Under review. The author submits the proposal. Reviewers — typically the owners of the types the proposal touches — examine the diff, leave comments, and request changes. This is where cross-team negotiation happens: the products team proposing a new field on a shared User entity must get the accounts team, which owns User, to agree. Review can loop back to draft any number of times.
Approved. Once the required reviewers approve, the proposal is marked approved. Approval is a recorded, attributable decision — it is the authorization to implement, not the implementation itself. The schema is still not live.
Implemented.

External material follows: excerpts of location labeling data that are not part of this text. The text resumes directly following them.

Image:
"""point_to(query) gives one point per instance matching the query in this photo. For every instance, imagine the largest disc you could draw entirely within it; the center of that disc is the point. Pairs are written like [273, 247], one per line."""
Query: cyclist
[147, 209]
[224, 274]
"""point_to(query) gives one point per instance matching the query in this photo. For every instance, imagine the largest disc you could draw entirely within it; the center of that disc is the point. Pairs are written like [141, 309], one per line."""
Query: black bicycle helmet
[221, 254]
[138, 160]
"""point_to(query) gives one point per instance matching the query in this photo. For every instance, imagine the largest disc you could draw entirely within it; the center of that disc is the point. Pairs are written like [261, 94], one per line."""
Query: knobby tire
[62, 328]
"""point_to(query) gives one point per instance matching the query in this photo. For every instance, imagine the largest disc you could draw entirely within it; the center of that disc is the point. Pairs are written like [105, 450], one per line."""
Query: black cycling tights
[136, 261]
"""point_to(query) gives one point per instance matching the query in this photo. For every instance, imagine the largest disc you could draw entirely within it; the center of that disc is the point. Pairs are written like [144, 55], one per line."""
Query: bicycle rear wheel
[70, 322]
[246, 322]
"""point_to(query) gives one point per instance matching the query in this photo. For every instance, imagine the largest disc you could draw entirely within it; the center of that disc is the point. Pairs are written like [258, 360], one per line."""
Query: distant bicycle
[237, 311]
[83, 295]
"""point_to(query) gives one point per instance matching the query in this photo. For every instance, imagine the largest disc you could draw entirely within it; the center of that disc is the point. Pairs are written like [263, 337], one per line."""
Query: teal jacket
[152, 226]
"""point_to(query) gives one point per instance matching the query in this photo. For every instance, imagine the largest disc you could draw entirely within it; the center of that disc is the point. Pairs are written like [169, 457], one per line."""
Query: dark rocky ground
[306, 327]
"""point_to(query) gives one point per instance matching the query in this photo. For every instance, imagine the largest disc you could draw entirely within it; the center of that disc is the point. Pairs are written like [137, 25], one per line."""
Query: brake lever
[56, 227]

The approved SDL is published with rover subgraph publish, which recomposes the supergraph and launches it (see Publishing Subgraph Schemas with the Rover CLI). The registry can track that the publish matches an approved proposal, closing the loop between intent and reality.
┌────────┐ submit ┌──────────────┐ approve ┌──────────┐ publish ┌──────────────┐
│ Draft │ ────────▶ │ Under review │ ────────▶ │ Approved │ ────────▶ │ Implemented │
└────────┘ └──────────────┘ └──────────┘ └──────────────┘
▲ request changes │
└────────────────────┘
The value of the explicit Approved state is that it separates deciding from doing. A change can be agreed today and implemented during a release window next week, and the approval still stands as the record of why the schema looks the way it does.
Governance for shared types
Shared types are where proposals earn their keep. In a federated graph, an entity like User may be defined in one subgraph and extended by several others. Without a review gate, any team can add or change fields on the shared type and discover the conflict only at composition — or worse, ship a semantically wrong field that other teams now have to live with.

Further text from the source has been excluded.